The scholar asks: “It is like wearing suits, would you say it is un-African?”
Dr Nyairo, who has written numerous essays on traditional communities in Kenya, says because of globalisation, a lot of notions about what is right or wrong according to African societies will disappear with time and how we treat the elderly is one of them.
“As time goes by, we will find ourselves doing things because they work for us economically, because rules in the African societies are not cast in stone,” she says.
But Esther Wangari, a social worker at Thogoto Home for the Elderly, disputes this, saying that taking an elderly member of the family to a home amounts to abandoning them.
“Your parents took full care of you when you were young and you were many in the family. How comes when it is your turn to take care of just one person, you rush to take them to a retirement home in the disguise that you are very busy?” she asks.
“Visiting them once in a while is not enough,” she says.
Mr Samwel Mwaura, who lives at the home, however, says it is a better option than being bored at home.
“Here you get a chance to socialise with a lot of people who are of your age. There are a lot of things to talk about all the time,” he says.
There are, however, families that abandon their elderly members once they take them to retirement homes.
At the Thogoto Home, for example, the family members of three residents who died recently did not show any concern when they were informed of their deaths and never showed up for their funerals. The three were buried in a public cemetery and the home’s administrators were the only people in attendance.
But, as people like Prof Bukenya ponder whether he will spend his sunset years at home with his family or at a home for the elderly, it appears the debate will continue on the best way to handle this important segment of the population at a time of rapid changes in Kenya.
Elderly people aged 65 and above who are needy and not pensionable are entitled to a monthly stipend of Sh2,000 from the Government under the Cash Transfer Fund for the Elderly.
The fund was introduced in 2012 as part of the government’s Sh3 billion annual social protection programme.
Nursing home is big business
As Kenya grapples with the surge of an ageing population, retirement homes are a huge business and a major employer in developed countries with most governments having strict social protection policies and laws.
In 2014 China introduced a law that requires all children with parents older than 60 to visit them frequently and ensure that ther social, financial and spiritual needs are met. The law says children cannot give up their inheritance rights in attempt to evade their duty to take care of their parents and forces them to pay them a monthly allowance.
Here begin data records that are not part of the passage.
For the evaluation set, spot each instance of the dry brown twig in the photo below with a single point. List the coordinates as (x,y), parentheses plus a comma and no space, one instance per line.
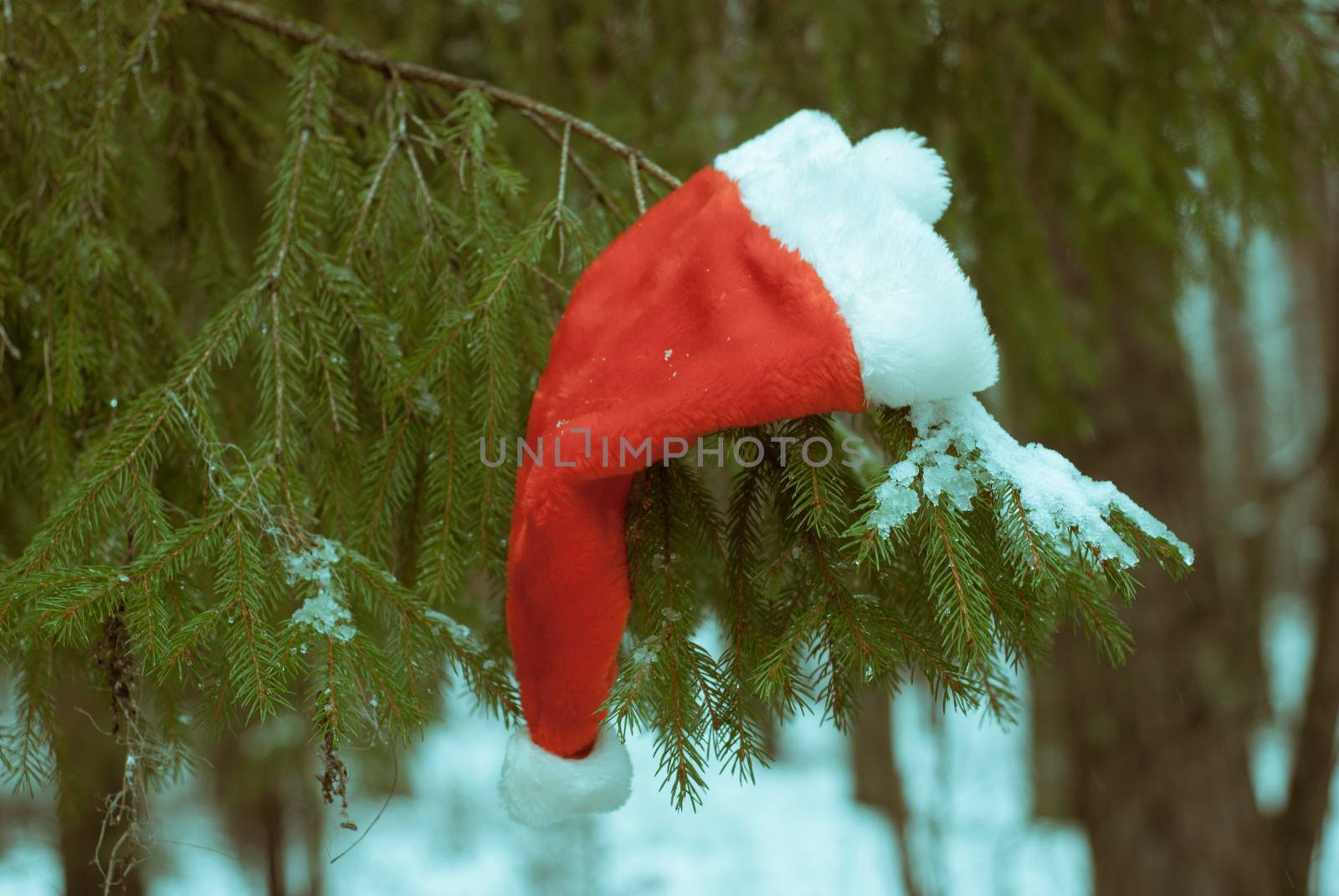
(308,33)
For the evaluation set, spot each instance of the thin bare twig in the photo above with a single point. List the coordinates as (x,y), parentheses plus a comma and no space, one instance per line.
(308,33)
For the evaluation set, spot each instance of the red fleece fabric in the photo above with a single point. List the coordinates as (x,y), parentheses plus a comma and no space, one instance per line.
(693,320)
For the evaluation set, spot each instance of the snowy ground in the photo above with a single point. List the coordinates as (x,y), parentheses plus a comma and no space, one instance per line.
(797,831)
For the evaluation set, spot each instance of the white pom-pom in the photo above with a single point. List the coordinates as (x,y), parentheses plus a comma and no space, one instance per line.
(912,172)
(540,789)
The law which many termed as infringing when it was introduced was tested in October last year when a 77-year-old woman sued her daughter for neglecting her. The court ruled that her daughter must visit her not less than twice a month and at the same time provide financial support.
Japan, Germany and Italy lead in the list of countries with the oldest populations according to the UN with median ages of 45, 44 and 40 respectively. Kenya in comparison has a median age of just 19 which is among the youngest in the world.
Because of this huge population of elderly people, competition to attract them has led to a rise in luxury retirement communities which American financial magazine- Forbes describes as “luxury hotels and country clubs rolled into one.” “Rather than watching TV in a common room or playing bingo twice a week, retirees can instead look forward to private homes in gated communities, daily rounds of golf, dinner parties, health spas and boat excursions, to name a few, all surrounded by opulent and luxurious environments,” said the magazine in its annual listing of the most luxurious retirement homes last year.
Last year it named the Sun City Anthem in Nevada as the most luxurious. The same home was also given similar recognition by 55places.com in 2011. The home which can host 12,5000 people has two golf courses, indoor and outdoor pools, a dance studio, spas, five tennis courts, restaurants, a mall and two clubhouses. Rents range from $180,000 (Sh18 million) to $900,000 (Sh90 million) a year.